Kashmir was and very much still is, the zenith of our political discourse on nationalism, relevance of history, multilateral perspectives on questions on integration and perceived injustice. I have had amazing people around me, who expressed their different opinions on Kashmir, its history, its people and of course the government.

I, however, wrote nothing about nor did I make my opinion known to a lot of people. Why? Have I, as a political science student, lost all interest in actual politics and clammed myself in theory and philosophy? Have I moved into the spiral of apathy and indifference? I searched for answers and this is what I came up with.

I haven’t written anything about Kashmir yet because I’m tired. I’m tired of explaining to people the meaning of democracy. I am tired of having to hide my sympathy (mind you, I mean sympathy because the scope of empathy doesn’t even arise) to all Kashmiris I know. I’m also tired of seeing my Kashmiri friends acting more brave and mature than I ever could. I’m tired of worrying about my mother’s stupid mobile network when I know many couldn’t even know if their parents were safe. 
  
I’m tired of people, safe in the comfort of their homes, having never once experienced terror surrounding from all sides, blaming Kashmiris for their perils. I’m tired of people judging others without understanding their context. I’m tired of people who have no clue about the political and diplomatic histories, putting up stories in social media that make no sense and are happy being finger tip activists. I’m tired of people labelling Kashmir, a 'strictly legal and constitutional' matter as if Kashmir is just a piece of land with no people and at best, even if there are people, they are devoid of emotions (demoting all of this to a land dispute). I'm tired of getting boxed into feminist/liberal/anti-national/flag bearer of a political party and what not , the moment I have an opinion.
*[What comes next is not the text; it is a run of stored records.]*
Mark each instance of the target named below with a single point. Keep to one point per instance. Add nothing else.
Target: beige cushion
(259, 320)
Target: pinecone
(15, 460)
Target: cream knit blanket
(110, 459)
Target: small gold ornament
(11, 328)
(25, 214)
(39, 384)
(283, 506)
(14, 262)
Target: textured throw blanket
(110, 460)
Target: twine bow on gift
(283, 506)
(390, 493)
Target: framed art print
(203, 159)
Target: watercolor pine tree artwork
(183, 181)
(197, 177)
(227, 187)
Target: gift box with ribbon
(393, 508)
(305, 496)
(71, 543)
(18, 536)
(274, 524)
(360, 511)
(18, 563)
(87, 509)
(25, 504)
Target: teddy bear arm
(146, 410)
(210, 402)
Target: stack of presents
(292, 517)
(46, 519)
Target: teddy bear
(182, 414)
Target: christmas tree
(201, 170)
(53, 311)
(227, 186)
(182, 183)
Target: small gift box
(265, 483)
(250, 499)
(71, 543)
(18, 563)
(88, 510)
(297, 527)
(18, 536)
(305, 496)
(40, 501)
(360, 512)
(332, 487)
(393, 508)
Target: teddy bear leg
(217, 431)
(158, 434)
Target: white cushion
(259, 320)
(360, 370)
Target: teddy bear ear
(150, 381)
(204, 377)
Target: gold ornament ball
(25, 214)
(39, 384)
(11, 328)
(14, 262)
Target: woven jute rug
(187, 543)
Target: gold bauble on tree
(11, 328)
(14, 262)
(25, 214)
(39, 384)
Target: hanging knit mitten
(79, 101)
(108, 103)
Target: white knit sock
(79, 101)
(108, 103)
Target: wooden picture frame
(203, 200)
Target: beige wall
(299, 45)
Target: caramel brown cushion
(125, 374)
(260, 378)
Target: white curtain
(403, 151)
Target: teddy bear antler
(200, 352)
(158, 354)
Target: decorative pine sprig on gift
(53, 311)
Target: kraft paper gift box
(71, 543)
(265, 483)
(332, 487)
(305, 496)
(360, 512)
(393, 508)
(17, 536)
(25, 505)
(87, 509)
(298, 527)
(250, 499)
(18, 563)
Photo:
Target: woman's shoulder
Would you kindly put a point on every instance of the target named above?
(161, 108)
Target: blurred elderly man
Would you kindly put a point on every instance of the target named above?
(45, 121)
And finally, I’m tired of the villanization of a community that has multiple reasons to believe its own mainland cheated them; I don’t support violence at any level, but to villanize a community because of their acts out of justifiable anger, most of them self-fulfilling  prophecies generating out of the vicious circle they’re trapped in, is terribly short-sighted and insensitive. I’m tired of dealing with such insensitivity. I’m tired of dealing with people who paint an act by a democratically elected government ( and I do not blame the ruling party for the creation of the problem nor is it a political agenda to discount any other party’s responsibility) which defied the basic norms of democracy and brought atrocious violation of human rights, as the only way for integration, however horrendous that way might be, in-turn making it justifiable.

I’m tired of all this and that’s why I wrote nothing. This crime of omission, I hope would be taken by some people at least as a neutral act. But I know better, I know that there’s no neutral side. For as Elie Wiesel said, “ Neutrality helps the oppressor, never the victim. Silence encourages the tormentor, never the tormented.” Knowing all this, I give my mental peace a greater priority and choose not to talk or write. Because you see, I have that luxury – the luxury to remain neutral. I haven’t lost that luxury, not just yet.